Tournai-Ath-Mouscron

La fille de José, un homme originaire de Belœil âgé de la quarantaine, se souviendra certainement longtemps du 6 mars dernier. 

En effet, après une altercation verbale, puis physique, la jeune fille âgée de 15 ans a fait appel aux forces de l’ordre.

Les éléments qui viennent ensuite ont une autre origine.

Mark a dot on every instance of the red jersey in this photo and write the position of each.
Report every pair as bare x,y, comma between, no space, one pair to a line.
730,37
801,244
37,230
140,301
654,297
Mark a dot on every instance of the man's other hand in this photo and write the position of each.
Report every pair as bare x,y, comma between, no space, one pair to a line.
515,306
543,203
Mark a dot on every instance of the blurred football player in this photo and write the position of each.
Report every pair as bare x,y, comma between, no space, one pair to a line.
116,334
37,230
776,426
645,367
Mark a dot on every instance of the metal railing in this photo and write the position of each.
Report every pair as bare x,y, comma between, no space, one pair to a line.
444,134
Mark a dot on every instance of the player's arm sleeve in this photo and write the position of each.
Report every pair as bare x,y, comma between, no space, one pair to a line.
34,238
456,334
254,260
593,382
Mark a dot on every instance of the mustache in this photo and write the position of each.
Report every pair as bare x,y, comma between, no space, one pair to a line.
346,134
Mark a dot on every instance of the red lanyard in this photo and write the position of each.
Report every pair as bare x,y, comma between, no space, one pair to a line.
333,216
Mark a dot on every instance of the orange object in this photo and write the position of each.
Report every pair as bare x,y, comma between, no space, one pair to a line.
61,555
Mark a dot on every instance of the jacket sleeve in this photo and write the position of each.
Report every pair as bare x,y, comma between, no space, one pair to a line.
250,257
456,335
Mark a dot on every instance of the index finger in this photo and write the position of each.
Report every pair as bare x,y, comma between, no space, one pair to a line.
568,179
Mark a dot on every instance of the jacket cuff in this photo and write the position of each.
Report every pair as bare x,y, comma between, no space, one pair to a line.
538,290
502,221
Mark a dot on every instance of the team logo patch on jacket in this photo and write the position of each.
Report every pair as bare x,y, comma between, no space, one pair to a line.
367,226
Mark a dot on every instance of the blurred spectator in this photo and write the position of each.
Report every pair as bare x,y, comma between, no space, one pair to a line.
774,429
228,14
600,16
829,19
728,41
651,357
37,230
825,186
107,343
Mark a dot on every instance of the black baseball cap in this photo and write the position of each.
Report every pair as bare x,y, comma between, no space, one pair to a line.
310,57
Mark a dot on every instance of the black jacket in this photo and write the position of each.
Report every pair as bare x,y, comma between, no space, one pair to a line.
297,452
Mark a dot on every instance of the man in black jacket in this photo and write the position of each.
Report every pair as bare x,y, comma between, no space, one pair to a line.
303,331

Une scène qui aura donc conduit son père à la barre du tribunal correctionnel ce lundi après-midi. Le prévenu nuançait alors ses actes. "Je ne conteste pas les coups, mais ils étaient involontaires", expliquait-il. "Elle est venue vers moi, j’ai voulu la repousser en l’attrapant par les mains. Cela lui a juste occasionné une foulure et ne l’a pas empêché d’aller à l’école."

Si le père avouait que la relation avec sa fille se déroulait plus ou moins bien actuellement, il évoquait ses problèmes avec la boisson. "J’étais ivre au moment des faits. J’ai depuis pris conscience de ce problème et je me fais suivre." Un problème qui était également évoqué par le représentant du ministère public.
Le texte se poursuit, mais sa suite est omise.